Because of the market’s reduced footprint, Michael decided to follow the local theme and make it home to exclusively Yorkshire food and drink this year.
The number of stalls in St Sampson’s Square is down to 24 from 94 in Parliament Street years. But with different stallholders attending different days, and York Farmer’s Market joining in the fun on Friday, September 26, there’s still plenty of choice.
Look out for cakes from A Bit Of What You Fancy and Crumbs Cupcakery, fungi from Autumn Harvest Mushrooms and fish from Bleikers Smokehouse.

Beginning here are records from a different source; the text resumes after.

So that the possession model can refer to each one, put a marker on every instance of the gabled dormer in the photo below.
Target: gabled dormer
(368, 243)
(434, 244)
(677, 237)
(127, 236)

Bluebird Bakery will be selling its hand crafted loaves fresh from its York ovens, and sourdough breads are available from Haxby Bakehouse. Pies, fudge, chutney and chilli jam – the list goes on.
In the smaller demonstration tent the festival’s in-house chef Phil Leverington will be whisking up meals from the stallholders’ produce.
Full details of the market here.
“We have a very diverse evening programme,” says Michael, and he’s not wrong.
A whole series called Dine At My Table invites you in to various supper clubs from Acomb to Copmanthorpe.
In need of spiritual nourishment as well as the culinary variety? Come Dine With The Sisters at the Bar Convent.
Top chef Steph Moon will be attempting to cajole kitchen-phobic Lord Mayor of York Ian Gillies into creating a magnificent meal at the Can’t Cook Won’t Cook evening of fun at the Guildhall.
The biggest names at this year’s fest are undoubtedly the Three Wine Men. TV favourite Oz Clarke, ‘Jolly’ Olly Smith from Radio 2 and Saturday Kitchen drinks expert Tim Atkin (pictured above) will be together in the marquee in Deans Park, next to York Minster.
The three will be matching food with wine, giving demonstrations and more on the evening of Friday, September 26 and all day Saturday, September 27.
Oz Clarke is clearly looking forward to it. “York is one of the greatest cities in the UK and what better place to show off fabulous wine than with a stunning view of York Minster?” he said.
Meanwhile at one of the city’s newer pubs, the Duke Of York on King’s Square, there’s an evening with the most intriguing title of the festival: The Call of the Wine: Drinking and Psychology.
We’ve already given you a heads up regarding the York Beer Festival now well underway on Knavesmire. But there are plenty of events for real ale enthusiasts in town too.